Per noi italiani si tratta di una novità, destinata a suscitare polemiche (la Lega ha già protestato duramente in seno alla Regione Lombardia, parlando di “falsa integrazione“). Ma anche tra i nostri vicini francesi, che hanno a lungo e da più tempo vissuto vicende analoghe, la questione suscita appassionati dibattiti, anche se la recente legge voluta dal presidente Chirac riafferma il primato della scuola pubblica e delle sue regole, ammettendo in classe solo “simboli discreti” di appartenenza religiosa.
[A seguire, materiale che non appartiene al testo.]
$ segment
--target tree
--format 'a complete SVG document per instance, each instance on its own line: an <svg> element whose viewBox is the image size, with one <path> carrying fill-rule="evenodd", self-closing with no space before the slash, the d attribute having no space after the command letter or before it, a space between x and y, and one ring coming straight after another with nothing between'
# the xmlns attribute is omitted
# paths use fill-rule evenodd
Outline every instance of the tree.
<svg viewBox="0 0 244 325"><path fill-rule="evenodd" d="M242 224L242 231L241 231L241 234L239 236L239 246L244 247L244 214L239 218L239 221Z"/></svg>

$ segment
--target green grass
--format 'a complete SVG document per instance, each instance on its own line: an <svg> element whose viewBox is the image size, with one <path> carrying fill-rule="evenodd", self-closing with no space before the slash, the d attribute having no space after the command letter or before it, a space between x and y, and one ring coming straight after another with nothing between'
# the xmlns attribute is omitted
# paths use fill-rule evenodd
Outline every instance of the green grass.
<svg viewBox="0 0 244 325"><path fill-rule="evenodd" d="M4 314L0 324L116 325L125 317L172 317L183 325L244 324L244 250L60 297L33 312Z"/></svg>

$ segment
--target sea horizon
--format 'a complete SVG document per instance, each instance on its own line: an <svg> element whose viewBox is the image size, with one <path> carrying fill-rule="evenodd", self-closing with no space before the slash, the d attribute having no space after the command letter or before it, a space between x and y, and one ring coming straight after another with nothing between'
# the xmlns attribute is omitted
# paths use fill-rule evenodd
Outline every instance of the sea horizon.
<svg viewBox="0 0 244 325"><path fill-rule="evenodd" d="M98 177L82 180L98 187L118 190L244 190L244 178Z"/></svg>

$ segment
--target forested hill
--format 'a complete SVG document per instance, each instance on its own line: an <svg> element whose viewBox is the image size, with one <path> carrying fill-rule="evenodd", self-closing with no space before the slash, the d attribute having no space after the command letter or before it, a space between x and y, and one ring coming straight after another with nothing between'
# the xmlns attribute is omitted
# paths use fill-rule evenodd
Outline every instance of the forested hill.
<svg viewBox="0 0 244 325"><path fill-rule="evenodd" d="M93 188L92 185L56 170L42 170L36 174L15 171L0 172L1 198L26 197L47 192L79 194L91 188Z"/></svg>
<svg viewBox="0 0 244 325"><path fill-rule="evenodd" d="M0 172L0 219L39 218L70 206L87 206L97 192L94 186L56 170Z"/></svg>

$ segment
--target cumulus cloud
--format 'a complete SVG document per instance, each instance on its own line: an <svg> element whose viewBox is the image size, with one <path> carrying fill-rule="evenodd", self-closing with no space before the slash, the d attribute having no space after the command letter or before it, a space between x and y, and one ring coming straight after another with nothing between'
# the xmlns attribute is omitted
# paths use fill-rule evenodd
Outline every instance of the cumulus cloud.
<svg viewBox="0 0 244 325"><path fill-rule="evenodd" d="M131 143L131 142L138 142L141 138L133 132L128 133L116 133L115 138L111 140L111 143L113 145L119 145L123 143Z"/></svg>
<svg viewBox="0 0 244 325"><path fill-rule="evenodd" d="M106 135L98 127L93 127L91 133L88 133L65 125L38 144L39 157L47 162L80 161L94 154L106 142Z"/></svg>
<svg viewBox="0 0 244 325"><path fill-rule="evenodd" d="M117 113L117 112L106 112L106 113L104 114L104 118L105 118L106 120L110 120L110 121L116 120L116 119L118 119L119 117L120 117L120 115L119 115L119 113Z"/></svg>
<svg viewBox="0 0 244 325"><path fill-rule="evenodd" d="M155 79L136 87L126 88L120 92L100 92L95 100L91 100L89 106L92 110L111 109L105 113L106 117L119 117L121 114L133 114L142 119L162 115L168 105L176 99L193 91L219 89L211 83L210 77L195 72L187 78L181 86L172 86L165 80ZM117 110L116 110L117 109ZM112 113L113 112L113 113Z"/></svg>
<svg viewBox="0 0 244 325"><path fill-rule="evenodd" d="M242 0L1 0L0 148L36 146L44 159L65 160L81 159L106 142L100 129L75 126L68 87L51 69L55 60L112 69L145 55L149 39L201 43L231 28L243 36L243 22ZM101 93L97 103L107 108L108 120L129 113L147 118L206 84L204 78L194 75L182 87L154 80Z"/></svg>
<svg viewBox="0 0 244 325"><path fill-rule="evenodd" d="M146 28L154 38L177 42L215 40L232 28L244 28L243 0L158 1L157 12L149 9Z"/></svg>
Il fatto è che in Francia succede proprio quello che la sperimentazione lombarda cerca di evitare: la fuga dalla scuola, soprattutto dalla scuola pubblica, e l’aggregazione di molti giovani islamici in circuiti associativi esterni al mondo della scuola, tendenti all’isolamento e alla accentuazione identitaria della propria diversità culturale e religiosa.
Tornando a Milano, questa esperienza di “convivenza paritaria tra diversi” favorisce il riconoscimento reciproco, fa emergere la positività e la necessità della intersoggettività piuttosto che il marchio della separatezza?
La riflessione di cosa debba intendersi nell’ambito della scuola per “dialogo tra culture” non può prescindere dall’analisi delle esperienze, dei gesti, dei comportamenti e delle espressioni che costruiscono i legami sociali (e delle istituzioni attraverso le quali si producono).
Nell’iniziativa di costituire una classe di studenti di religione islamica, che sconvolge i tradizionali approcci al problema interculturale, si affievolisce l’idea di una scuola come tempo e luogo del confronto tra esperienze diverse, la costante preoccupazione per ciò che fonda e produce i legami sociali.
Viceversa il filo conduttore di ogni iniziativa di integrazione deve essere la preoccupazione di come si possa tener insieme la garanzia dell’eguaglianza e il rispetto per le differenze di ciascun individuo.